Le refus des fronts nationaux avec la bourgeoisie n’empêchait pas Trotsky de différencier démocraties impérialistes et régimes fascistes. Trotsky l’avait affirmé dès 1937, lors du contre-procès organisé par la commission Dewey, en déclarant : « en Allemagne et au Japon, j’emploierais les méthodes militaires pour endommager la machine de guerre et la désorganiser ; en France, il s’agit de faire une opposition politique contre la bourgeoisie et la préparation de la révolution prolétarienne ». Les victoires allemandes amenèrent Trotsky à développer ce point, et il expliquait, le 30 juin 1940, qu’avec la victoire allemande « la France est une nation opprimée », avant de rappeler que « de toutes les formes de dictature, la dictature totalitaire d’un conquérant étranger est la plus intolérable ». Si les trotskistes refusaient de reprendre les mots d’ordre chauvins que les staliniens mettaient en avant, ils n’en étaient pas moins sensibles aux questions d’oppression nationale, ce qui amena Marcel Hic à définir en 1941 le gaullisme des masses comme « quelque chose d’essentiellement sain ».
Soutenir ou non l’URSS ?
Enfin, la question de l’URSS conduisit beaucoup de marxistes révolutionnaires à s’interroger sur la pertinence du mot d’ordre de « défense de l’Union soviétique » que défendait Trotsky. Alors que Staline s’était allié avec Hitler, beaucoup de militantEs commençaient à douter du caractère progressiste de l’URSS, ce qui amena en 1940 Max Shachtman à rompre avec Trotsky, provoquant une scission majeure au sein du SWP américain. Trotsky conserva jusqu’à sa mort ses positions, en considérant que la dégénérescence de la bureaucratie stalinienne ne changeait rien à l’importance historique pour l’humanité de l’existence d’une aire de socialisation de la propriété, que les révolutionnaires devaient défendre afin de ne pas ouvrir une nouvelle ère de barbarie.

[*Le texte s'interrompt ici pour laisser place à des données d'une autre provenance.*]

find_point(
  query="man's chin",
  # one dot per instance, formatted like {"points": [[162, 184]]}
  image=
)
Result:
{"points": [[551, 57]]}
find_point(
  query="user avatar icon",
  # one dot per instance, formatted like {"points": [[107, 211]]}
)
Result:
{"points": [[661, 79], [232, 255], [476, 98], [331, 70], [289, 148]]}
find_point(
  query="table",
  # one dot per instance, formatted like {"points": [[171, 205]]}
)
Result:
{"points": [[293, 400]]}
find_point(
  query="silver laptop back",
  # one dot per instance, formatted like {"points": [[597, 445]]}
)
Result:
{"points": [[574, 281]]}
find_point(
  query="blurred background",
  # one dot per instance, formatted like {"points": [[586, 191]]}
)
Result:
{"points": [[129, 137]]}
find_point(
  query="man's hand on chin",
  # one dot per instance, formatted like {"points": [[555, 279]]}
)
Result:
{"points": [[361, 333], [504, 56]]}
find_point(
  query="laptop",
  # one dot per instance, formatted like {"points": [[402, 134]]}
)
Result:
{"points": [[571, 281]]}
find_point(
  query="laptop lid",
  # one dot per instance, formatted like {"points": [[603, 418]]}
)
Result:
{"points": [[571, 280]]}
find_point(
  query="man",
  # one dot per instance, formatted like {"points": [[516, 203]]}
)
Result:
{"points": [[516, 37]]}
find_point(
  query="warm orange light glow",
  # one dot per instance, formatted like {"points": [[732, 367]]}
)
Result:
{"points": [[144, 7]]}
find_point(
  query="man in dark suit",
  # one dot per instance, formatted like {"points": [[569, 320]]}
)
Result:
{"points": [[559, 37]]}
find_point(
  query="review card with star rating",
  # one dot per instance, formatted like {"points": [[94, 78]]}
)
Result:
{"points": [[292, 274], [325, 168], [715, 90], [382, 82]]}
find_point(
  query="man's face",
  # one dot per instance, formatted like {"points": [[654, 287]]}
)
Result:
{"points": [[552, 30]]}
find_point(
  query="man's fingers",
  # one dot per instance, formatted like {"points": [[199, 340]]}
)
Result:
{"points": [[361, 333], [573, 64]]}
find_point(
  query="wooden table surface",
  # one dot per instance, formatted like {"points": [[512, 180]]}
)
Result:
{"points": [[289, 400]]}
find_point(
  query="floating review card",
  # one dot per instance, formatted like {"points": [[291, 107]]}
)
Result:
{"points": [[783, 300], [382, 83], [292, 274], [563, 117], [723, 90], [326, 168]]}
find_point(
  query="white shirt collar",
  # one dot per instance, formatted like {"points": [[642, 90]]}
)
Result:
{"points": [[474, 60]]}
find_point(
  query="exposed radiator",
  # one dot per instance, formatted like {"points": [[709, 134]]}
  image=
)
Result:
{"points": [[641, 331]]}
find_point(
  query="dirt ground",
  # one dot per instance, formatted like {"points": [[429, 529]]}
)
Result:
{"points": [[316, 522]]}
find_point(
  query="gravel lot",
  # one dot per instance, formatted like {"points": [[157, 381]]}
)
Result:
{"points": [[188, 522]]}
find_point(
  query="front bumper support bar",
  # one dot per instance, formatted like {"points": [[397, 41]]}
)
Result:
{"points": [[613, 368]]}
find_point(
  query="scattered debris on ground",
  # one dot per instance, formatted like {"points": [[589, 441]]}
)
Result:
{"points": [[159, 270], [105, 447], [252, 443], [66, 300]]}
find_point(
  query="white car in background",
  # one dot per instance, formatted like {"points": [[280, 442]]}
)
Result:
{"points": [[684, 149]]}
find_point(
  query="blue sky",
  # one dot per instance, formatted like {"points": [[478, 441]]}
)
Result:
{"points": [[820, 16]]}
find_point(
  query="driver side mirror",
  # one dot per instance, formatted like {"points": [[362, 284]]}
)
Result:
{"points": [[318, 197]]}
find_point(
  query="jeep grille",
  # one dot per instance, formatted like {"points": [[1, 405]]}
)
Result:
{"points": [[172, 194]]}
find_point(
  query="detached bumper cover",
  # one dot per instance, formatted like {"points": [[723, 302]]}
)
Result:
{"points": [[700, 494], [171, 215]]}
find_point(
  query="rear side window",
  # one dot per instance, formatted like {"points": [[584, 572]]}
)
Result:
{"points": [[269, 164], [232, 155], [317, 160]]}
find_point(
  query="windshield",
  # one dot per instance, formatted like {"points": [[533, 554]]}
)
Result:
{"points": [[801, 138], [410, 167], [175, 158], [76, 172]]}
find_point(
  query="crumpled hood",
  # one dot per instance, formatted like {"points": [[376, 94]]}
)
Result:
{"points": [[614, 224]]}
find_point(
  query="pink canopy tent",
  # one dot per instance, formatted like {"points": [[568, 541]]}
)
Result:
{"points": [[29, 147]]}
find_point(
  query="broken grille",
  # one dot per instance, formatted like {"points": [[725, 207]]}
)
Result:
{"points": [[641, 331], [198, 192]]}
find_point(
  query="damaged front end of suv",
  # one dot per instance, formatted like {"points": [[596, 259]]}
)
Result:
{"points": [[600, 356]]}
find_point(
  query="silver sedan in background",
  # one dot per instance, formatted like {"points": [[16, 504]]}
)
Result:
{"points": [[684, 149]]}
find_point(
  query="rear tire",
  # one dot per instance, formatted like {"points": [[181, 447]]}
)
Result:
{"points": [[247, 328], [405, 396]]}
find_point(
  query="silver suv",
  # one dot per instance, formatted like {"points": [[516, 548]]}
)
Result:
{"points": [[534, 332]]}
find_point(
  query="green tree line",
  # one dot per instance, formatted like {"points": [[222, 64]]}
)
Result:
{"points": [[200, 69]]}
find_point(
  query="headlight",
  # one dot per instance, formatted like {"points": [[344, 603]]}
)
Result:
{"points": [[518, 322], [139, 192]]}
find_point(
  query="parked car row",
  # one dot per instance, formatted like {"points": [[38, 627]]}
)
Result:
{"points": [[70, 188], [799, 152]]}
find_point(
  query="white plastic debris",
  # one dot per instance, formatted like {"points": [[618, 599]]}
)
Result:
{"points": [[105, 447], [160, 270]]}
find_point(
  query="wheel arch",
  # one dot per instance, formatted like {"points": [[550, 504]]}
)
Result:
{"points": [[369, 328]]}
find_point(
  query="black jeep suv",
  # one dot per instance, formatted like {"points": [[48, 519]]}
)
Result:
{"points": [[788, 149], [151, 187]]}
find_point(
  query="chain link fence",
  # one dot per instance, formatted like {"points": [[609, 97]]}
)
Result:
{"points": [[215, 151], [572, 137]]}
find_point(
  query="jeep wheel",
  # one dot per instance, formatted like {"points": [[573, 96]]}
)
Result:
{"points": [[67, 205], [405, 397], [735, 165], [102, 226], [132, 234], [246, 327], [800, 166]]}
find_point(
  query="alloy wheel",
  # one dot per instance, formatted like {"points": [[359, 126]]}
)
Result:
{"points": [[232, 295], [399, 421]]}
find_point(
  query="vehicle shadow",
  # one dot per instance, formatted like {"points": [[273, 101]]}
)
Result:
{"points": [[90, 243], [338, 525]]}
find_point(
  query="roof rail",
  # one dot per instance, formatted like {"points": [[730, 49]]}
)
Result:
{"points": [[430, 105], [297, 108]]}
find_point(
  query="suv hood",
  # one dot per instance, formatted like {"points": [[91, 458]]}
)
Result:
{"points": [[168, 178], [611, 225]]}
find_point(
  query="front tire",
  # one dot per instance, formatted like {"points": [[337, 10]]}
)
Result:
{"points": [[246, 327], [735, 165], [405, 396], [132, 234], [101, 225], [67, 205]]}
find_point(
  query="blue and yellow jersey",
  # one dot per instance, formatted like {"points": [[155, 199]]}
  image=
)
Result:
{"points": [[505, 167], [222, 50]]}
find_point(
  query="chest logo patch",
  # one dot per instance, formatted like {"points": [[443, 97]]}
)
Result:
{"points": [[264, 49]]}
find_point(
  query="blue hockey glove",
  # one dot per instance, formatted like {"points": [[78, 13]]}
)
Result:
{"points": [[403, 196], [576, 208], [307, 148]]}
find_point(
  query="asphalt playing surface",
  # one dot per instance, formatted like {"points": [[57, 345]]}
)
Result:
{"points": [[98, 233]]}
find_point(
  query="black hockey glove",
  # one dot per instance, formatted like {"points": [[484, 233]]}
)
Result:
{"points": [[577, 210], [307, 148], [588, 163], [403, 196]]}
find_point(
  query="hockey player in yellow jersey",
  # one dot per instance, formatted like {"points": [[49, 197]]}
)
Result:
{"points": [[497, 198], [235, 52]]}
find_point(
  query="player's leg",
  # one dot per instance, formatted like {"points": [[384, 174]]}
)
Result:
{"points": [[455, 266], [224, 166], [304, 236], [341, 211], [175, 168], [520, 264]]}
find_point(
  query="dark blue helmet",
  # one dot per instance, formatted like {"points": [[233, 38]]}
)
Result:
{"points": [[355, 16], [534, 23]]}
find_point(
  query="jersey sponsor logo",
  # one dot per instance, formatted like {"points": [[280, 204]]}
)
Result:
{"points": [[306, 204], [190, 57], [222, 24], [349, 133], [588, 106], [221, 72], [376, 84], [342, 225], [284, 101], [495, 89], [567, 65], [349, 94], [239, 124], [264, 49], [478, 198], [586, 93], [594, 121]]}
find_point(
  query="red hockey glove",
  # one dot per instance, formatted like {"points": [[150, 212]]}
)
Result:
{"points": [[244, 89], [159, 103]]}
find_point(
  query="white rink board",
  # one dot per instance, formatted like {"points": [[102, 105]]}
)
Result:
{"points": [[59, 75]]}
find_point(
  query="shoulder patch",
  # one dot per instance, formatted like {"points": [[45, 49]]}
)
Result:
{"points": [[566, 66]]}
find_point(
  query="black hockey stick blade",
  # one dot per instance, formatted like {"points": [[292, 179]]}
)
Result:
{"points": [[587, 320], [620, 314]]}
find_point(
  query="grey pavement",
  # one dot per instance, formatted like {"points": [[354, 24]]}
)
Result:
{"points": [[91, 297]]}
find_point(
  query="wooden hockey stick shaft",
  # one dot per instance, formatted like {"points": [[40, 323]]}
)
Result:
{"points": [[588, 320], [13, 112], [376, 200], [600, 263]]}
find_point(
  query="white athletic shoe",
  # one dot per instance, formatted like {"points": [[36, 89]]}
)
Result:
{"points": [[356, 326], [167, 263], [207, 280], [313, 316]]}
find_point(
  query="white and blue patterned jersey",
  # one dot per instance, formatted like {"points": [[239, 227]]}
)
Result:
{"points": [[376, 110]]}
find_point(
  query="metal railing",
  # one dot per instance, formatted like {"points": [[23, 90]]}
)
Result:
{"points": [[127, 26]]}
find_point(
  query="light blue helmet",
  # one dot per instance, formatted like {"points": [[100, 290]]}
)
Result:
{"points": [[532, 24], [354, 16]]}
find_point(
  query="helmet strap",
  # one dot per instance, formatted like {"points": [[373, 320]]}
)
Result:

Ces difficultés stratégiques amenèrent certains groupes trotskistes à prendre des orientations un peu différentes, d’autant que les cadres de discussion commune avaient disparu ou s’étaient étiolés. Dans la pratique, ils parvinrent cependant à mener une ligne d’action commune. Celle-ci s’attachait à construire une résistance antifasciste de classe, en dehors de tout cadre de front national avec la bourgeoisie, afin de mieux préparer la révolution socialiste et le renversement de la bourgeoisie impérialiste. Ils payèrent au prix fort leur engagement, puisque aucun courant n’a perdu dans la guerre autant de ses militants. L’histoire ne leur a toutefois pas rendu justice, dans la mesure où les staliniens ont longtemps réussi à noircir leur mémoire, en prétendant que les « hitléro-trotskistes » avaient refusé de se joindre à la Résistance, développant un discours dont les traces sont loin d’avoir aujourd’hui disparus.